Wednesday, March 12, 2014

We will cover some more discussion the traveling salesman problem. We have discussed memorization and branching and bounding so far. We will consider NP completeness today. The class P kind of problems are based on Yes/No answers. They have a deterministic polynomial time algorithm. The class NP kind of problems are based on Yes/No answers for which a non-deterministic polynomial time algorithm is known. The advantage with the NP kind of problems is that it can guess many different choices for the solution and if one of the choices is correct, it always has the magical ability to guess that particular choice.

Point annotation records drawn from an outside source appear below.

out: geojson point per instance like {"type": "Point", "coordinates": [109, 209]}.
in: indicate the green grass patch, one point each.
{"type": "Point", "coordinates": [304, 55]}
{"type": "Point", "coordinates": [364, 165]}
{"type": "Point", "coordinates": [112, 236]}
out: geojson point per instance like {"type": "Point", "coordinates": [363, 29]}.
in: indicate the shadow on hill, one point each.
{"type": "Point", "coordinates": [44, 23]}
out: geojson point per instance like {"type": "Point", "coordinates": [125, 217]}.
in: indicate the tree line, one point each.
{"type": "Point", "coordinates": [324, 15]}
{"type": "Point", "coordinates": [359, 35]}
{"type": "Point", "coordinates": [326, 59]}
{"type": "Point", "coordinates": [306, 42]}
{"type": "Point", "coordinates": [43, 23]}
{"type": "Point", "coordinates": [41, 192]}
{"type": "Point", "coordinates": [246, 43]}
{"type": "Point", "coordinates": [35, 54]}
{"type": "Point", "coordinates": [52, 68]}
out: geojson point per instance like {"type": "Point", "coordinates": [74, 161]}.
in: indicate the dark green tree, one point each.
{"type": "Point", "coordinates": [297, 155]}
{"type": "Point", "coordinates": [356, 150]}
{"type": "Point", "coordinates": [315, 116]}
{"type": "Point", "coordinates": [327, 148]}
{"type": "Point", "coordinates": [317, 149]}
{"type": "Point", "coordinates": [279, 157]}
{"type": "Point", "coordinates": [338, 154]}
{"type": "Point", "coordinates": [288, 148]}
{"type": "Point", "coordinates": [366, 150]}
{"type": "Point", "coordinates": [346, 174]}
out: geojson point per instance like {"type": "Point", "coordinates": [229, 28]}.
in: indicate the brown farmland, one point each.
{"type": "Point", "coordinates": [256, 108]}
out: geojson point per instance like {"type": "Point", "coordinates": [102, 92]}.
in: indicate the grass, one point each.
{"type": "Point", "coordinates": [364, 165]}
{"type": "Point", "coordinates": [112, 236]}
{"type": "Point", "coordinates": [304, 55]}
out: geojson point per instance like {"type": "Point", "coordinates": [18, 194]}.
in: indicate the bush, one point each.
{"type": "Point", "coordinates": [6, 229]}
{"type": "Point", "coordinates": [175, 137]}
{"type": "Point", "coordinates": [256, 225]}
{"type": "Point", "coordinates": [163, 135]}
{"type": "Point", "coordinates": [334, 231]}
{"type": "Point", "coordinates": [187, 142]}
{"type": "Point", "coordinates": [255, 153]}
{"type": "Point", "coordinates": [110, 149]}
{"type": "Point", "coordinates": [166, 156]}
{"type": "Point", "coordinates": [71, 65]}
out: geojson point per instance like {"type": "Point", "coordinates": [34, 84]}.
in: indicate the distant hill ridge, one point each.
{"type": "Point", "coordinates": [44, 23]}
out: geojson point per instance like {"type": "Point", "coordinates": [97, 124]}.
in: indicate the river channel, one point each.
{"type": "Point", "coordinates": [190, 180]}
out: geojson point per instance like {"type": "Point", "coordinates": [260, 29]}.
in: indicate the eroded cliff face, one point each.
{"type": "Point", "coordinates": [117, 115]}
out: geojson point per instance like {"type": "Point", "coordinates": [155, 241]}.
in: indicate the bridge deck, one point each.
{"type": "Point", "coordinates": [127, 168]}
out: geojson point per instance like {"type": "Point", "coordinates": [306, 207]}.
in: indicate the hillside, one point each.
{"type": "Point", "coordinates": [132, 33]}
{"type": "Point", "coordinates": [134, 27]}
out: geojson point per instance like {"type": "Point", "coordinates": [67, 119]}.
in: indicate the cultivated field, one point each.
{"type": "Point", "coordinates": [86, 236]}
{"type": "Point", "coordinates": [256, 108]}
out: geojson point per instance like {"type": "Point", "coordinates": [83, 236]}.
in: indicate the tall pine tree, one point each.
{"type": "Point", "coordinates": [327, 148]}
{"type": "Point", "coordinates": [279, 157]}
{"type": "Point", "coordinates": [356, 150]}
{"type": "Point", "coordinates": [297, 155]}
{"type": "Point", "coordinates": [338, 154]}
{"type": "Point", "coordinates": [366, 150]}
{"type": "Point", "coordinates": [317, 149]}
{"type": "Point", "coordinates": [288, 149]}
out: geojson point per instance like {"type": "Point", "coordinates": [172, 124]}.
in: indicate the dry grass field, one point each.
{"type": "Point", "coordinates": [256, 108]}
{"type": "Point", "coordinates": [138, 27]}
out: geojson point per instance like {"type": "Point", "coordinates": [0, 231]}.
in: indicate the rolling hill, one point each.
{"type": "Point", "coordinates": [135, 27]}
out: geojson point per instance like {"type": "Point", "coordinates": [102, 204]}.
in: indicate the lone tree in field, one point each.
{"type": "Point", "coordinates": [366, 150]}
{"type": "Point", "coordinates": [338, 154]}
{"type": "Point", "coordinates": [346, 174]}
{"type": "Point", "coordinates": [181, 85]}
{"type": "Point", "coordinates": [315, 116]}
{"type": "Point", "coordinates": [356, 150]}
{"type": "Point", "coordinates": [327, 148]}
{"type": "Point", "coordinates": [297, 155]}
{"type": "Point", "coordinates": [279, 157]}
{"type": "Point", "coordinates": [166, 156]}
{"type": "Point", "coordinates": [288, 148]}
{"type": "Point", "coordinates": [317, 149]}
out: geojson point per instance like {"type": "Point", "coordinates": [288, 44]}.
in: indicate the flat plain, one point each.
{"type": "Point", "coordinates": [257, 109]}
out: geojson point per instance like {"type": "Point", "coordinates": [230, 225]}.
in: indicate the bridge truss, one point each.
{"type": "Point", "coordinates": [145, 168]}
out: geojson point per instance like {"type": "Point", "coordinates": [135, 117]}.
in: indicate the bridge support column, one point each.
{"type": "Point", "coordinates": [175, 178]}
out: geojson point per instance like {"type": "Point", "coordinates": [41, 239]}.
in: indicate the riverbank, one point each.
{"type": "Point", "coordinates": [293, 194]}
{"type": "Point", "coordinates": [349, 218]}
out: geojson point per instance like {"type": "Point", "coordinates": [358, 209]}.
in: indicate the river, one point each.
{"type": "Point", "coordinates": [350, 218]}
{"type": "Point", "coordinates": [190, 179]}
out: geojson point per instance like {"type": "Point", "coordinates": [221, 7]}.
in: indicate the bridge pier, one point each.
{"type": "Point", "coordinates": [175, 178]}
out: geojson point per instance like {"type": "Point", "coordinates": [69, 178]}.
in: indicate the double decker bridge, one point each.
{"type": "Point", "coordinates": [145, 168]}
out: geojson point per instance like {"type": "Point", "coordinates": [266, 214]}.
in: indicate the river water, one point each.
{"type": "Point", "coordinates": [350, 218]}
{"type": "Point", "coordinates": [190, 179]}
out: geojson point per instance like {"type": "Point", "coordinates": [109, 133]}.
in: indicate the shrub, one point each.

Note that the traveling salesman problem is not phrased as a yes no problem. Instead it is stated as given a weighted undirected graph find a TSP tour visiting each vertex only  once coming back to the start and with the minimum weight w <=k  But we can rephrase this as a yes no problem by asking if the cost is less than k.
Moreover, we can
guess the order in which to tour the vertices  and
check to see that the total weights is <= k
Note that the answers are dependent on the value of k. If none of the total weights of different choices are < k then no matter how we guess the total weight will be greater than k and we will answer no.
Now recalling that P is a subset of NP. we will say that P space problems are also NP. We haven't been able to find an algorithm in NP yet and that is why it begs the question if P = NP. What we do know in addition to this is that there are a class of problems that are really really difficult to solve and these are called NP-complete problems and they lie on the perimeter of the NP space problems.
We will now look to see if TSP problem is NP-complete.
We answer the question Is there a  TSP tour of weight <=k in G
We ask a different question for NP-complete:
Given a graph G with n vertices, is there a path in G of length n - 1 ? and this is a well known way of asking this problem as NP-complete and is referred to as the Hamiltonian path.
Suppose there is a deterministic polynomial time algorithm TSP(G,k)
Then we show that there is a deterministic polynomial time algorithm HAMPATH(G). If we can accomplish that then this will mean that TSP problem is NP-complete because we stated the Hamiltonian path as an NP-complete problem.
How we can use the TSP(G,k) to solve the Hamiltonian path problem, we will now see. We have to answer the question : - is there a path of length n-1 in a given n-vertex graph G ?
We add an extra vertex and connect all the other vertices with a new edge each. This does not take too long. This we call the graph G' where every edge has weight 1 and missing edges have weight infinity.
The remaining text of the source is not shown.